Saturday, February 11, 2017

Charlie’s Angels 2:4 “Angel Flight”

Airdate: 10/5/77

Angela, the head of a stewardess training program, keeps finding black roses, the traditional symbol of death, wherever she goes, and so she hires the Angels to get to the bottom (her agency choice partly due to having Sabrina as a college roommate). Possible suspects include at least one jilted boyfriend, one would-be boyfriend, and a weird window-washer named Eddie, but things turn ugly when she receives threatening phone calls, and even witnesses the death of a fellow stewardess at a parking garage. It all starts to make sense when the mysterious caller gives explicit instructions, via tape recorder, to Angela on how to sedate the pilot of an upcoming test flight. Things don’t quite go according to plan when she accidentally shoots the other pilot (who’s also in on the plot), while a second thug gets taken down by the Angels. Their plot, apparently to hijack the plane to Peru and sell it for parts(?). is thwarted, though our sheroes still have to land the plane themselves, which (spoiler alert!) they do. 
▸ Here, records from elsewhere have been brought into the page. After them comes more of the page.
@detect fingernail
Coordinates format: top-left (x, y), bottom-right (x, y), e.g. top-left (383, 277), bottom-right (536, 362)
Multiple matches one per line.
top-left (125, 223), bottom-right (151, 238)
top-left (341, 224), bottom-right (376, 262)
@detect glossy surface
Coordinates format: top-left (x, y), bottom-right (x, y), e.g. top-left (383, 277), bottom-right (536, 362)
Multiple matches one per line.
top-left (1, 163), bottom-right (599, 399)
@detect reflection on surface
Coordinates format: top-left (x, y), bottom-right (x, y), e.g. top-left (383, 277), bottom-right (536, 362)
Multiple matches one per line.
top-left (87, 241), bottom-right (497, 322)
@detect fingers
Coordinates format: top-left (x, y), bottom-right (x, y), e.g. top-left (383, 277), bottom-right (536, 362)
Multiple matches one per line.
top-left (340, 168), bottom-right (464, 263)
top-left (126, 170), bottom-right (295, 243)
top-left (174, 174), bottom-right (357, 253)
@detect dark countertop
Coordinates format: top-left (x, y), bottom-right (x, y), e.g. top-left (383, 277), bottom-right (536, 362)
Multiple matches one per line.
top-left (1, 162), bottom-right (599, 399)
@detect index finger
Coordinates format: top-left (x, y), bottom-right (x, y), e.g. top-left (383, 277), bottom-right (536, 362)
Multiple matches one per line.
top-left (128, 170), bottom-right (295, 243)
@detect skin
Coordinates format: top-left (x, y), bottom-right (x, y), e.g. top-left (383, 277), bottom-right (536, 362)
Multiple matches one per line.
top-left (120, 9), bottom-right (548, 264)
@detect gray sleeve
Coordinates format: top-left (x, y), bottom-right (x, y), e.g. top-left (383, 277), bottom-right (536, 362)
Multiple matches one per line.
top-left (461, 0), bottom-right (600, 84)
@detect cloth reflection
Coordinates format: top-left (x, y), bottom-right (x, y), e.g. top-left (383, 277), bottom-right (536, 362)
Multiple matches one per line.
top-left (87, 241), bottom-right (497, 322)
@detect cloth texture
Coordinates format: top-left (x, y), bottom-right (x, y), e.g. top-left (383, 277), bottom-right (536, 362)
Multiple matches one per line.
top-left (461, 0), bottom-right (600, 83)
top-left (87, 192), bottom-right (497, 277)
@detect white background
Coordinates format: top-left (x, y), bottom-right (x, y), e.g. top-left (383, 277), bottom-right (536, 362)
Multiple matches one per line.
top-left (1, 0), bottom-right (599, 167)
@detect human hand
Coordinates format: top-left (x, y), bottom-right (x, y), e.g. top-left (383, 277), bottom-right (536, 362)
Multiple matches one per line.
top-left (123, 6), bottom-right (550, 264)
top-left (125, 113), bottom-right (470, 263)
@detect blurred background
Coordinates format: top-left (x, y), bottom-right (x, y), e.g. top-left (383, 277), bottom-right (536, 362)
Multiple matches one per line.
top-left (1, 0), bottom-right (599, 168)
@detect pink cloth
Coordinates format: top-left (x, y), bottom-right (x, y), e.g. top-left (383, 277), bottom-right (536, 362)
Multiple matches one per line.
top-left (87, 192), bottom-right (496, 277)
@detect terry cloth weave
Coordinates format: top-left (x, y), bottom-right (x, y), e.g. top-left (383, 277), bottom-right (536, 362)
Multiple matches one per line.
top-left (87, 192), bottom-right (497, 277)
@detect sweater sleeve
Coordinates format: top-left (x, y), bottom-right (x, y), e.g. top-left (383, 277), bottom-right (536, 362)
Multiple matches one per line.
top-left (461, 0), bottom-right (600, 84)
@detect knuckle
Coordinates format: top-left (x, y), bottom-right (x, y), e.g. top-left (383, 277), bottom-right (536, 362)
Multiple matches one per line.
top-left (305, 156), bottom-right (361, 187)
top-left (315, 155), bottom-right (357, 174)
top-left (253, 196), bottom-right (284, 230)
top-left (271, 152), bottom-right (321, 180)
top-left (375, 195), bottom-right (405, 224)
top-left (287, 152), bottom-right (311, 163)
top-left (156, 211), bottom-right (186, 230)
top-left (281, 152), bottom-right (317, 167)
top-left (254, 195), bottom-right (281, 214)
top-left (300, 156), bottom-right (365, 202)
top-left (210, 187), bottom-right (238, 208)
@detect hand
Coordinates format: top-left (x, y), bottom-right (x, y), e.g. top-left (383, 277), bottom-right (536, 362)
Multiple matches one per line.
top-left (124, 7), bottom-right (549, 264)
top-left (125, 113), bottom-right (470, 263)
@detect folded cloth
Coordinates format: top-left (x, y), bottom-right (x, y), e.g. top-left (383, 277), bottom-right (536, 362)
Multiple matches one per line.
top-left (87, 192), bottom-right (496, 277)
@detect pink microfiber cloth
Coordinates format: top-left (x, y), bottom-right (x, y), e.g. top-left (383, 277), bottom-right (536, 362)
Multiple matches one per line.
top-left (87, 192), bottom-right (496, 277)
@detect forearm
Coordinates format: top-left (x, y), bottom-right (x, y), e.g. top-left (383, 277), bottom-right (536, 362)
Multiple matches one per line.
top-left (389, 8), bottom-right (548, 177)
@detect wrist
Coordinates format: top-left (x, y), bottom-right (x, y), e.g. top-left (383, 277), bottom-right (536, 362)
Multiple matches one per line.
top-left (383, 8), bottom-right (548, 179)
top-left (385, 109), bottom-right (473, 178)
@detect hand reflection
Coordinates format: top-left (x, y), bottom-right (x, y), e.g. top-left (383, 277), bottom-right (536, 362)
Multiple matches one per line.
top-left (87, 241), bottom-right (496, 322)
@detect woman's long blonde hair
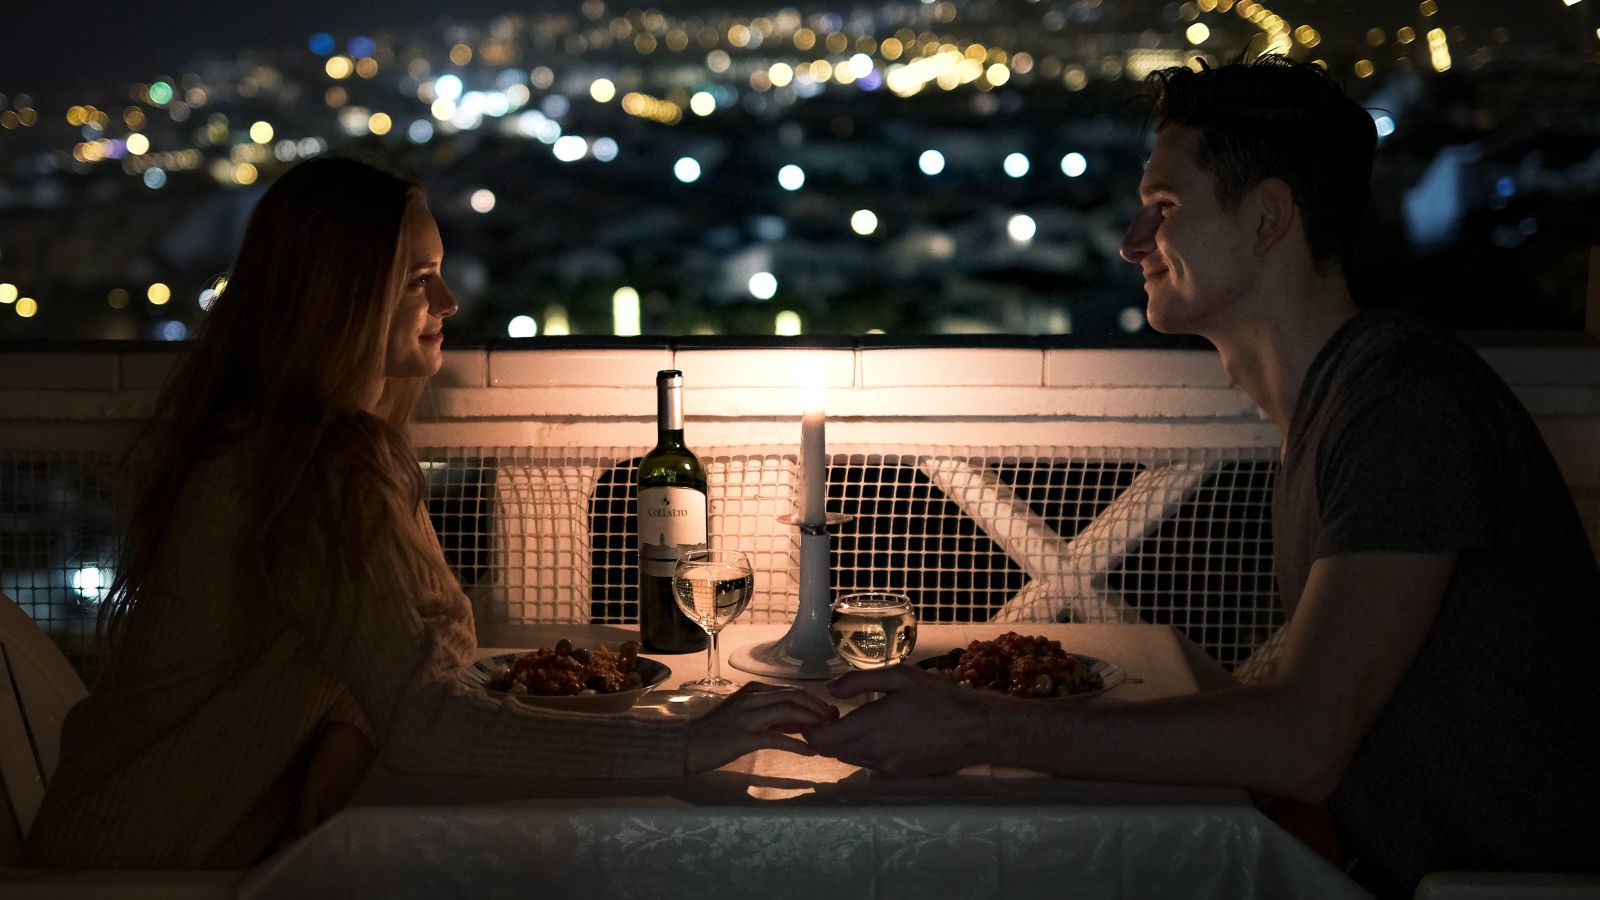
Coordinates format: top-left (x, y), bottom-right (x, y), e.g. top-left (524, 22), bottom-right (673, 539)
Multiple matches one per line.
top-left (102, 157), bottom-right (429, 641)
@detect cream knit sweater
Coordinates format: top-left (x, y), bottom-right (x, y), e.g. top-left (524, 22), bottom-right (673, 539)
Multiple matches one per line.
top-left (23, 445), bottom-right (687, 870)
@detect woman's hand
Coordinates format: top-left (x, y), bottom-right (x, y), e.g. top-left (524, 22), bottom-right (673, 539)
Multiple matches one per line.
top-left (294, 721), bottom-right (377, 837)
top-left (802, 664), bottom-right (1004, 777)
top-left (686, 683), bottom-right (839, 773)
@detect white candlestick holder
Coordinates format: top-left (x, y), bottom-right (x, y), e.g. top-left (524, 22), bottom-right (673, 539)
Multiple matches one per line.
top-left (728, 512), bottom-right (853, 680)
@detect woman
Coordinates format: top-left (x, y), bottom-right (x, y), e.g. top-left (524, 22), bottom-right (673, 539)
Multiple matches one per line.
top-left (23, 157), bottom-right (832, 870)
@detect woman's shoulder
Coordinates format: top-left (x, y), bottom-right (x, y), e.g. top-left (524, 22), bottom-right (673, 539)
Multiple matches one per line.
top-left (319, 411), bottom-right (414, 464)
top-left (182, 412), bottom-right (420, 526)
top-left (307, 413), bottom-right (425, 508)
top-left (151, 410), bottom-right (412, 481)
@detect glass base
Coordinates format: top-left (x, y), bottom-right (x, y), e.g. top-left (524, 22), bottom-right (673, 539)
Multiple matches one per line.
top-left (679, 676), bottom-right (741, 696)
top-left (728, 637), bottom-right (851, 680)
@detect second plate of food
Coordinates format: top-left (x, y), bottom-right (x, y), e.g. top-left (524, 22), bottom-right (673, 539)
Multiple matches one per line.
top-left (915, 633), bottom-right (1126, 701)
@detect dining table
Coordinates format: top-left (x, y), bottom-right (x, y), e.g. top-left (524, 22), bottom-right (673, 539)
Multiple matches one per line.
top-left (240, 622), bottom-right (1372, 900)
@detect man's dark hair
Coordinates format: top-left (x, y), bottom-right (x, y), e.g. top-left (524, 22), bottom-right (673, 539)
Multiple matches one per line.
top-left (1148, 56), bottom-right (1377, 273)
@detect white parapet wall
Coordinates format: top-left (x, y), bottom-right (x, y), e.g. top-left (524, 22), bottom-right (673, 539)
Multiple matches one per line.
top-left (2, 342), bottom-right (1598, 488)
top-left (3, 340), bottom-right (1597, 661)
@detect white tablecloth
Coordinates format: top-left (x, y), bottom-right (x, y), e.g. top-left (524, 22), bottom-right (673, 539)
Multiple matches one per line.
top-left (241, 624), bottom-right (1371, 900)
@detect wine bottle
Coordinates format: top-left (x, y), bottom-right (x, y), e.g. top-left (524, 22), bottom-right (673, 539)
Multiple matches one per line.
top-left (636, 370), bottom-right (710, 653)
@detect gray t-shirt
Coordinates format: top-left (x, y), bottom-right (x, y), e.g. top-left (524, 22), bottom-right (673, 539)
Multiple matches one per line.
top-left (1273, 312), bottom-right (1600, 894)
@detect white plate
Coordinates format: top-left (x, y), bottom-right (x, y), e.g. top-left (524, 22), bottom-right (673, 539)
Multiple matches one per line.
top-left (916, 651), bottom-right (1125, 701)
top-left (462, 651), bottom-right (671, 714)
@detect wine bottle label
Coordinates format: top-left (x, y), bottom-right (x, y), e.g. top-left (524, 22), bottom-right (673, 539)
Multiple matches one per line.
top-left (638, 486), bottom-right (708, 576)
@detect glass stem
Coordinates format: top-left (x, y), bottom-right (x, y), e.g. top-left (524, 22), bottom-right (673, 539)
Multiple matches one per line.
top-left (706, 629), bottom-right (721, 683)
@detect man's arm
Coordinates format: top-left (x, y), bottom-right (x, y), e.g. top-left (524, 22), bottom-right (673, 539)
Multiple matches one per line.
top-left (805, 551), bottom-right (1453, 801)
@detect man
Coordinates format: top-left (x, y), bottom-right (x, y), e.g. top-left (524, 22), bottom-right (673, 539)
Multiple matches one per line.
top-left (803, 58), bottom-right (1600, 896)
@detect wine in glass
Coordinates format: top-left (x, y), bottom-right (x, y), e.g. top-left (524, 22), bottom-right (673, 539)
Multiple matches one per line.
top-left (829, 592), bottom-right (917, 671)
top-left (672, 549), bottom-right (755, 695)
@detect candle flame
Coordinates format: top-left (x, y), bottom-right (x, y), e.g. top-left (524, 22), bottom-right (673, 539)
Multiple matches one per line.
top-left (804, 381), bottom-right (826, 413)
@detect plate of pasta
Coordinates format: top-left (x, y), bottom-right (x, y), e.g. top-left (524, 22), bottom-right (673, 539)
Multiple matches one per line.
top-left (461, 639), bottom-right (670, 714)
top-left (916, 632), bottom-right (1124, 700)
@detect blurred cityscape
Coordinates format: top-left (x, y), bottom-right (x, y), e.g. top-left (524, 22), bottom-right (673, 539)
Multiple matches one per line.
top-left (1, 0), bottom-right (1598, 342)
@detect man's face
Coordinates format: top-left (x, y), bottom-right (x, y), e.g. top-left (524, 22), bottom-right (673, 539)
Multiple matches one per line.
top-left (1119, 125), bottom-right (1257, 336)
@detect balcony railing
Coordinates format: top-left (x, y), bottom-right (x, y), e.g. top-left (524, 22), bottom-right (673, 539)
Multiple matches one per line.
top-left (4, 339), bottom-right (1597, 684)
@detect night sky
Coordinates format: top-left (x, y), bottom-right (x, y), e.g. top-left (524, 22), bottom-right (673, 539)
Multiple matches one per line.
top-left (7, 0), bottom-right (1586, 103)
top-left (2, 0), bottom-right (575, 98)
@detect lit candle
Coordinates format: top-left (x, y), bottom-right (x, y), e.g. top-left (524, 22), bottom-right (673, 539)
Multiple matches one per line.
top-left (798, 390), bottom-right (827, 526)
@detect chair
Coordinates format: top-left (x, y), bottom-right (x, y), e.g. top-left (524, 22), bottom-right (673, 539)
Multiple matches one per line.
top-left (0, 592), bottom-right (241, 898)
top-left (0, 591), bottom-right (87, 858)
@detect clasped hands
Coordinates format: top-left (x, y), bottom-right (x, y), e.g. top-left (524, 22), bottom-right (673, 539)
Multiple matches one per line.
top-left (687, 665), bottom-right (999, 777)
top-left (294, 669), bottom-right (1001, 840)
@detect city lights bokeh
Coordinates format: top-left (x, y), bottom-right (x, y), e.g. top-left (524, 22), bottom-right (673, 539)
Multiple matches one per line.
top-left (0, 0), bottom-right (1595, 339)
Genuinely strange episode starts off confusingly, and by the time things are cleared up it’s ridiculously farfetched. Tons of plot holes and unanswered questions, including: Why doesn’t Angela just tell the Angels what she’s about to do, as she’s not being extorted or evidently brainwashed (or maybe she is; the script isn’t clear). Why do the baddies even need her, as Glover (the caller and in-on-the-scheme pilot) seems to be doing everything himself (and no, I’m not buying the debrief explanation that he can play the victimized pilot as a cover and live free the rest of his life)? And what of the scheme – stealing the plane, not for any kind of smuggled or stolen cargo but for its equipment? Huh? What the hell kind of windfall will that yield? 

It really boils down to the fact that airline stewardesses were quite popular on TV during this era – CBS was about to have a show about that very topic called Flying High – as was airline suspense, thanks to the Airport movies (The Incredible Hulk would air a similarly-plotted episode. “747,” the following Spring). Granted, the Angels, and fellow stewardesses. do look good I their uniforms, but in between all the eye candy we oughta have a credible storyline.

But credible storylines seem to be the main casualty of the show so far this season, and it doesn’t help that, thanks to Airplane!, it’s nearly impossible to watch any 70s show or movie about a civilian trying to land a jet while maintaining a straight face. Alright, I’ll try to find something positive: Fawne Harriman, as Angela, was pretty good, playing the part with quirky insecurity and an empathy-electing helplessness over being caught between a rock and a hard place (although it still fees like contrived situation).

There, one good thing, but overall a pretty stinko entry.

Client: Angela

Plot difficulty level: 6 (but typically info-heavy at the beginning and end) 

Rating:  **

1 comment:

Anonymous said...

To answer a couple of your questions: Angela is afraid to tell the Angels what is going on after her friend's murder because the caller has threatened to kill someone else if she doesn't comply (and she believes no one will be harmed in the hijacking plot itself). And the plane's equipment is valuable because it includes the fancy new proprietary autopilot tech.